ThinkPRM v3
Model Description
ThinkPRM v3 is a step-level Process Reward Model trained to verify reasoning traces produced by an upstream LLM. It is one verifier in Carnot's broader k=15 verifier ensemble (the "Tier 0a step-level probe"); the ensemble's joint AND-composition is what produces Carnot's headline FoVer numbers, not this checkpoint alone.
This model card describes the standalone ThinkPRM v3 checkpoint.
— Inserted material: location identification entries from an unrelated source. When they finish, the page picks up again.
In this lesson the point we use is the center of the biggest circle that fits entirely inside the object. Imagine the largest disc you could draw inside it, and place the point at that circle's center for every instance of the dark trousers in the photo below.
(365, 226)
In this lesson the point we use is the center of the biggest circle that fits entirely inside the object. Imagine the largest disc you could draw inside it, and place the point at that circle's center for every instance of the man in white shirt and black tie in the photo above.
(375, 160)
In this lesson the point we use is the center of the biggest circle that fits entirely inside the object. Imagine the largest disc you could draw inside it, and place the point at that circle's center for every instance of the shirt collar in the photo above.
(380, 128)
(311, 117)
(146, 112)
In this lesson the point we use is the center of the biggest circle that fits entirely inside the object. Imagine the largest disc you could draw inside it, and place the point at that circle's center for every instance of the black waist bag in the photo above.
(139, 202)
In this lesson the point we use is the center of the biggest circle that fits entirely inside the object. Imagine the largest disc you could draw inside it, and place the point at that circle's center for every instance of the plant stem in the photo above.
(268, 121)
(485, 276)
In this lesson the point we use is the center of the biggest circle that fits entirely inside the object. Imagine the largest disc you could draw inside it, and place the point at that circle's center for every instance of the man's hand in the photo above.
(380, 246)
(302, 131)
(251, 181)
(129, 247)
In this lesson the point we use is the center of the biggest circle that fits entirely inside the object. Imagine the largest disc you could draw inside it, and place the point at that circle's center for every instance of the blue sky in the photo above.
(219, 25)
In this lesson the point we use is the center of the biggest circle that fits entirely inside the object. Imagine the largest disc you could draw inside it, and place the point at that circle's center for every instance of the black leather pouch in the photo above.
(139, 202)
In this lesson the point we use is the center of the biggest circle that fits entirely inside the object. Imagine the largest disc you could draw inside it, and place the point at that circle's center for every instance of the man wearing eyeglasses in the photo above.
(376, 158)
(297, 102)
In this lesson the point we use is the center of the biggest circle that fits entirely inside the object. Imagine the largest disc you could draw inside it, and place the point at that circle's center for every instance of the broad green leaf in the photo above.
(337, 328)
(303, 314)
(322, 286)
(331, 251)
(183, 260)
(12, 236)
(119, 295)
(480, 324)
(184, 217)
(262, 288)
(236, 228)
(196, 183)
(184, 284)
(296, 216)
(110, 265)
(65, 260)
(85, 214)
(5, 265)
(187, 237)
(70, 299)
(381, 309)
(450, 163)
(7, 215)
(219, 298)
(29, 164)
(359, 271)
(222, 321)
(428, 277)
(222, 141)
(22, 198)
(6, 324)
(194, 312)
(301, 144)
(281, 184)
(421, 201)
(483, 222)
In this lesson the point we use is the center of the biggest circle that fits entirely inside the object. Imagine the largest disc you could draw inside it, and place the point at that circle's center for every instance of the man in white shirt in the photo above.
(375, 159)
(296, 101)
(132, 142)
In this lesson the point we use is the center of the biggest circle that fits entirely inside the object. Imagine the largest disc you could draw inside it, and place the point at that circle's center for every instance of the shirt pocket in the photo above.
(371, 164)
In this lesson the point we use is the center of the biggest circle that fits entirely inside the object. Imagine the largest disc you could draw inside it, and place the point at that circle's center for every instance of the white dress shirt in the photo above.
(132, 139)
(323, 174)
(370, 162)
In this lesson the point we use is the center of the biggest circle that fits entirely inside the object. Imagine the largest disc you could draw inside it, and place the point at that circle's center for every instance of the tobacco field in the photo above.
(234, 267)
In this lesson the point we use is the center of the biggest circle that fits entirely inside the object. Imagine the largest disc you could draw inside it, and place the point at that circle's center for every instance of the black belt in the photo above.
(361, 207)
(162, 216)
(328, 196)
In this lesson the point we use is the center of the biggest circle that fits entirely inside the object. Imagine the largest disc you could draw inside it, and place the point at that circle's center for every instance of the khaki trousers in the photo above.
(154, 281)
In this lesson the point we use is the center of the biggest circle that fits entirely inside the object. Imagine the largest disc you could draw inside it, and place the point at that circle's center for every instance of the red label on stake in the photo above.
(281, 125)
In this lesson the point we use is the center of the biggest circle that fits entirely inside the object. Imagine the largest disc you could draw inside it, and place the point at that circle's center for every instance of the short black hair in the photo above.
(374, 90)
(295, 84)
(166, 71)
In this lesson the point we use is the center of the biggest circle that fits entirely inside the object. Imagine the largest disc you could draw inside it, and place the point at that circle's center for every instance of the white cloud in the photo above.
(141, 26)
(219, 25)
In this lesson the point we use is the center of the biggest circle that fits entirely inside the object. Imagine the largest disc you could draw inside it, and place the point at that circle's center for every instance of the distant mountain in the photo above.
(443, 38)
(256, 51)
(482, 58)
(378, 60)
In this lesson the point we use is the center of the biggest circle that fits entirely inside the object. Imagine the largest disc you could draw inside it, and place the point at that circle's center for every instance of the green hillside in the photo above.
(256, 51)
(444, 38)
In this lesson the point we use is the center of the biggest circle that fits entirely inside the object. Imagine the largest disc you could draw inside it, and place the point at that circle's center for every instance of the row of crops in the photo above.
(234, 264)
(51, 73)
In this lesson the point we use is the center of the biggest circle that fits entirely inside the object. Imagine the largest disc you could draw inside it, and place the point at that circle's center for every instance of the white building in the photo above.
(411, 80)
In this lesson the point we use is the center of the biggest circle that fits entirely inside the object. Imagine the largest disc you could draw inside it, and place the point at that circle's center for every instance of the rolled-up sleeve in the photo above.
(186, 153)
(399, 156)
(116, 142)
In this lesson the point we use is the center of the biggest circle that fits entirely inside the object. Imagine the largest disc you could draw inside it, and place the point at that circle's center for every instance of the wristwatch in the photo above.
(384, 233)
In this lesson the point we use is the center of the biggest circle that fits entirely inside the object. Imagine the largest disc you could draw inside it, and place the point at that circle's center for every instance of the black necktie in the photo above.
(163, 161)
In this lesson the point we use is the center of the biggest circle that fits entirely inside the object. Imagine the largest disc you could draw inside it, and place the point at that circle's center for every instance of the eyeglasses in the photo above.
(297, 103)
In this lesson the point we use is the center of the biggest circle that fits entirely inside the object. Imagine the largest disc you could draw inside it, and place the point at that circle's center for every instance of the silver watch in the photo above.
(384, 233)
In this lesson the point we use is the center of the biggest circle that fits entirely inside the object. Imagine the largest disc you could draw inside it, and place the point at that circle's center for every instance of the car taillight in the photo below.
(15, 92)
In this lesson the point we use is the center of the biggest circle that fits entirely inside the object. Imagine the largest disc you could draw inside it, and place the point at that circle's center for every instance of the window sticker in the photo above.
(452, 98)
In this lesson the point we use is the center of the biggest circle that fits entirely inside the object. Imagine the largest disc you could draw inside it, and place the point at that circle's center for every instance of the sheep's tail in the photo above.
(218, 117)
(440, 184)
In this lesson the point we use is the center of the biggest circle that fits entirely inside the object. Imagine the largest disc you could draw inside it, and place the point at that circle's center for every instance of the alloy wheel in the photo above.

For the full verifier-ensemble framework, see github.com/Carnot-EBM/carnot-ebm.
- Model ID:
Carnot-EBM/carnot-thinkprm-v3 - Architecture: Process Reward Model adapter; step-level classifier over hidden-state features
- Framework: Python / PyTorch + safetensors
- License: Apache 2.0
- Status: Research artifact. Not a safety-critical production component.
Intended Use
ThinkPRM v3 is intended as an adapter for step-level verification within reasoning pipelines -- for example, scoring intermediate steps of a chain-of-thought trace as part of Carnot's verifier ensemble.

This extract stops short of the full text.